The Chris Farley Show by Tom Farley & Tanner Colby

When Chris Farley died in 1997 at 33 from a speedball-related drug overdose, part of the tragedy stemmed from the way his death more closely mirrored that of his hero John Belushi than any of the accomplishments in his comedy career. (Both died at the same age of the same cause.) Farley was a popular performer on Saturday Night Live, but his final year on the show was one of its least memorable. His movie career was marked by Tommy Boy, a mildly successful and mildly amusing dumb buddy comedy, and a short string of disasters that followed. His career is now permanently relegated to a long list of Hollywood what-could-have-beens.

On the surface Farley’s life story was a typical story of crash and burn. His work seemed destined to fade from view, primarily because there wasn’t much of it to be preserved. In The Chris Farley Show: A Biography in Three Acts Tom Farley Jr. (Chris’s older brother) and Tanner Colby (who co-authored a similarly styled biography of Belushi) use an oral history format to memorialize his career, document his intense struggle with a variety of inner demons, and more successfully reveal an enormously sweet and caring individual, who had a public service streak that surprised even his closest friends and family members when revealed after his death. Though at times repetitive and stymied by the limitations of its format, it is an engrossing and dignified portrait of a man who came to a pathetic end — collapsed on his apartment floor begging a prostitute not to leave him alone.

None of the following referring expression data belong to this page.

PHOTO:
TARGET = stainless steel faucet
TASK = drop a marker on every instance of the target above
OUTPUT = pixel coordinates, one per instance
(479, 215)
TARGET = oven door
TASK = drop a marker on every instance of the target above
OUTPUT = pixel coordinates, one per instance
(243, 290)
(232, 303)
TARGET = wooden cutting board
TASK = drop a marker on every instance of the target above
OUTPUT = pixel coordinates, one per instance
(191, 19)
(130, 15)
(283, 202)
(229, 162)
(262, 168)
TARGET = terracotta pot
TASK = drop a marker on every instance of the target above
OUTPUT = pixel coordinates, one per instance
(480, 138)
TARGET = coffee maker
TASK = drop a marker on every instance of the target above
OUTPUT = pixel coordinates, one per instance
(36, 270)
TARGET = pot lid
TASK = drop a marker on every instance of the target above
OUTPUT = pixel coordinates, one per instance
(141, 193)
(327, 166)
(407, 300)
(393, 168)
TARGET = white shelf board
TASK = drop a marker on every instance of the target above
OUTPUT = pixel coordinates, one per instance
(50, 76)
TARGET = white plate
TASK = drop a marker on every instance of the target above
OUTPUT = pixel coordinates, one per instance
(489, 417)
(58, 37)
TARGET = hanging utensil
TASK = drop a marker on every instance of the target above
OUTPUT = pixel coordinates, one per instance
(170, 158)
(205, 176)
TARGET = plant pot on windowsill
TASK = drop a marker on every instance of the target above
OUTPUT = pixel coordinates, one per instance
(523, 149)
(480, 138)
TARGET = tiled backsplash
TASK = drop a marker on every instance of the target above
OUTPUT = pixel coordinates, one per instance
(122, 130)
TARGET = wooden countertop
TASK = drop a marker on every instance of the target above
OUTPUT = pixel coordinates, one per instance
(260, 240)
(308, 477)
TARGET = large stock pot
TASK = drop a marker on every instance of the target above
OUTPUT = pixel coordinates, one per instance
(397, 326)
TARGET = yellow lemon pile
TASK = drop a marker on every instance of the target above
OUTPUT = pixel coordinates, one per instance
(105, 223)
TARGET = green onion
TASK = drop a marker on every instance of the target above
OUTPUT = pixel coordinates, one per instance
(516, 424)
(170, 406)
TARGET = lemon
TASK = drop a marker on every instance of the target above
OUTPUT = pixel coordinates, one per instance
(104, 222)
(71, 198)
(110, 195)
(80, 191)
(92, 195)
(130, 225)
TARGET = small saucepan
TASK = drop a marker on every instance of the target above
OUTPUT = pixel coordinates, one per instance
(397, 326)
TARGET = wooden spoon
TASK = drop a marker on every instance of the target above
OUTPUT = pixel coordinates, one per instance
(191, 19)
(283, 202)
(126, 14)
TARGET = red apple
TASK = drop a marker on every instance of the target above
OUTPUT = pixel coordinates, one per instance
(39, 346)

As the subtitle makes clear, the book is very deliberately broken up into three acts. The first covers the majority of Farley’s life from growing up in a well-to-do family in Madison, Wisconsin to his start at SNL, emphasizing how the great strides made in his career coupled with his worsening addictions. (The writers indicate that he was practically a raging alcoholic after his first time getting drunk in high school.) The first act ends with his finally taking rehab seriously after Lorne Michaels temporarily fires him from SNL. Michaels “had been through it with John, and I wasn’t doing it again”. The second act concerns the following three years, the only time when Farley was able to sustain his sobriety for a significant period of time, and when he was most successful on television and in the movies with Tommy Boy. The final third begins in December 1995 when Farley relapsed and never really recovered.

The effect of this structure and the heavy emphasis on the quotes used to tell Farley’s story through oral history — primarily from family members and comedians but also girlfriends, priests, and high school buddies — is to show somebody whose whole life was defined by his struggle for sobriety and the issues that surrounded it: an alcoholic father and a family that tried to drink and laugh away their problems, overeating, playing the “fatty” character, longing for acceptance, feelings of inadequacy towards women, and a personality that was vulnerable to the simplistic good/evil dualities of old school Catholicism. (This last part is especially ironic since one of his great spiritual mentors, Father Matt Foley, come across as one of the most intelligent and forward thinking interview subjects.)

There is a confessional aspect to having Farley’s story told strictly through the commentary of others, as they try to sort out and define their relationship with Farley. At times, this is a strength. A complex community of personalities radiates around the main subject and a detailed, varied portrait inevitably appears.

But reading about people saying “Chris was this” and “Chris was that” renders Farley voiceless and overemphasizes the helpless childlike persona that emerges as the subjects try to praise him and separate the sweet self they knew with the self-destructive addict. Here a more skillful and subtle approach to the editing would have been appreciated, along with a stronger approach to the occasional authorial interludes to inject more thoughtful analysis with third person descriptions of Farley’s life.

Not that there aren’t plenty of intelligent offerings. David Spade sounds not unlike the cold comedic persona he’s famous for, but his honesty about his relationship with Farley — about their disagreements and how he could be fun yet overdramatic and self-serving — are refreshing and paint a more complicated picture of Chris outside the male Madonna/whore complex indulged in elsewhere.

Colby and Tom Farley Jr. are not deluded about Farley’s accomplishments: “Tommy Boy lives on today as a minor classic, a staple of cable-TV comedy, and a brief glimpse of what might have been.” But he undoubtedly had talent and I wish the authors had found a way to include more descriptive anecdotes of his intuitive gifts. There are one too many “Farley was hilarious”/”that was Chris” comments. Robert Smigel and Bob Odenkirk, who worked with Farley as writers, do offer consistently in-depth commentary on his work. Odenkirk discusses how the anger and frustrations he lived were funneled through his acting: “He made a lot of unhealthy choices, but that was the healthiest choice he could make to deal with the feelings that he had.”

The Chris Farley Show is strongest in detailing the genuine hard work Farley put into trying to be sober and to try and be what he defined as a good person. Farley lived an almost secret double life volunteering at senior centers and churches and half way houses and in everyday acts of anonymous kindness. In these stories we see a Chris Farley not defined by drugs and alcohol or material success or John Belushi. and here the book offers him a quiet redemption that feels entirely earned and makes the desperation and disappointment that plagued him elsewhere tangible and his tragedy resonates beyond that of a standard cautionary tale.